Welcome to another Nugget of Wisdom! A weekly post I send out every Thursday. These are designed to be short and sweet, a quick read to (hopefully) impart some sort of wisdom, or at the very least to get you thinking about something interesting.
The Magic Wand Thought Experiment
If someone waved a magic wand which liquidated your entire portfolio to cash (ignoring slippage, fees, tax, etc) — would you rebuy all your positions in exactly the same way?
This is the magic wand thought experiment, and it is something I think about regularly. The reason being that it forces you to think about and defend your existing positions.
Something that frequently happens in crypto is that you might allocate 2% of your portfolio to an alt or meme coin, only for it to perform extremely well and a few months later make up 15-25% of your overall portfolio.
That’s a great thing to happen! But would you conciously decide to invest 15-25% of your portfolio into any single alt or meme coin?
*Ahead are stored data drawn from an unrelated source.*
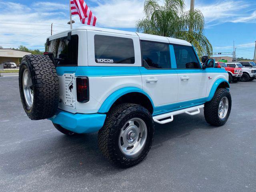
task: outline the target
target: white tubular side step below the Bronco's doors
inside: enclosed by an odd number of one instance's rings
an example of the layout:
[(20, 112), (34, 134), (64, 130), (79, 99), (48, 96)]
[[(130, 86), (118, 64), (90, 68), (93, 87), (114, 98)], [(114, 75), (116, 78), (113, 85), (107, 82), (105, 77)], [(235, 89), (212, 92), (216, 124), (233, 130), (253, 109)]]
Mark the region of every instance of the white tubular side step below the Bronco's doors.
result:
[[(204, 108), (204, 105), (198, 105), (198, 106), (195, 106), (195, 107), (181, 109), (181, 110), (178, 110), (178, 111), (173, 111), (173, 112), (169, 112), (169, 113), (154, 116), (153, 120), (156, 123), (165, 124), (165, 123), (172, 122), (174, 115), (178, 115), (178, 114), (182, 114), (182, 113), (186, 113), (188, 115), (196, 115), (196, 114), (200, 113), (200, 109), (202, 109), (202, 108)], [(194, 112), (192, 112), (192, 111), (194, 111)], [(170, 118), (160, 121), (161, 119), (168, 118), (168, 117), (170, 117)]]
Probably not. Therein lies the issue.
There’s some sort of mental fallacy that occurs where people seem to ignore the current valuation of their tokens and instead only think about their initial purchase price. “I only paid $500 for these tokens, so even though they’re worth $20k now, if they crash, I will only roundtrip and lose my initial $500”. Or something to that effect.
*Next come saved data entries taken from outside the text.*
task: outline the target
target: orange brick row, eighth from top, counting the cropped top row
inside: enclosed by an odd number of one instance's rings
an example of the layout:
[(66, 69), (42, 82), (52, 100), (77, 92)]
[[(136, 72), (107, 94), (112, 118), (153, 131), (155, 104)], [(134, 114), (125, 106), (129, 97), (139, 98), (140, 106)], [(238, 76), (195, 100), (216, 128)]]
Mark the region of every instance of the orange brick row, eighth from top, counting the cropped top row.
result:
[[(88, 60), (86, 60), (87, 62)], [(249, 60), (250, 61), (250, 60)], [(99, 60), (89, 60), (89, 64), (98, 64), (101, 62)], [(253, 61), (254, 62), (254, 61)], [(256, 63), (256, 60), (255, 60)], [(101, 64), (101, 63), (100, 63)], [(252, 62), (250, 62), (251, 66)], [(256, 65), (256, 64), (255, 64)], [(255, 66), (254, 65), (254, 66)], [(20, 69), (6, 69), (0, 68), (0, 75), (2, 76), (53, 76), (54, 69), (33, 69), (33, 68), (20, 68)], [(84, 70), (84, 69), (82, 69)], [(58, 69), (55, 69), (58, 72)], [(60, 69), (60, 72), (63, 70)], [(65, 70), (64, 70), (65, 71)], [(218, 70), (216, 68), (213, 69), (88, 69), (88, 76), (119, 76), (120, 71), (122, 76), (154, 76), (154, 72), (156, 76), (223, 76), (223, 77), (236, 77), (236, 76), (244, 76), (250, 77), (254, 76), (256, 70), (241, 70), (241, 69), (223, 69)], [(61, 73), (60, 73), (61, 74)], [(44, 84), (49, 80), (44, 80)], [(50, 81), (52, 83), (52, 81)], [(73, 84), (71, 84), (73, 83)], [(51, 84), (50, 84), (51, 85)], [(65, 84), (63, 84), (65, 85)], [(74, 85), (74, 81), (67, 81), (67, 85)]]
Total nonsense, but we all do it to some degree or other. And it’s true, it will probably hurt slightly less to roundtrip something with an initial cost of $500 vs putting in $20k and then watching that go to zero. But at the end of the day, it’s the same thing.
How often should you run this thought experiment? I would say at least once a month if you’re even semi-actively trading, but even when you’re not actively sitting down and thinking through this scenario, I think there’s merit in keeping it in the back of your mind at all times.
If you’re ever struggling to identify what positions you’d rebuy and with what size, there’s another exercise I recommend: ranking your holdings by conviction.
This is literally sitting down and manually writing down each token you hold. Once that’s done, go through them one by one and rank them by conviction level. I assign one of 5 categories:
Maximum
High
Medium
Low
Moonbag
Doing this will help you in figuring out how and where you should be allocating. Goes without saying but you want to cut back on or completely eliminate the things in the low and medium categories, and stick to the things you have high conviction on. But sometimes it’s okay to have (small) positions in things you have less conviction in, if you think there’s a reasonable enough chance of the token pulling a 10x or something more.
Either way — I can’t imagine doing either of these exercises would be anything but helpful for your portfolio management. I do these regularly, and find it tremendously beneficial. Hopefully you do too.
Very well pointed out. Know this problem too well.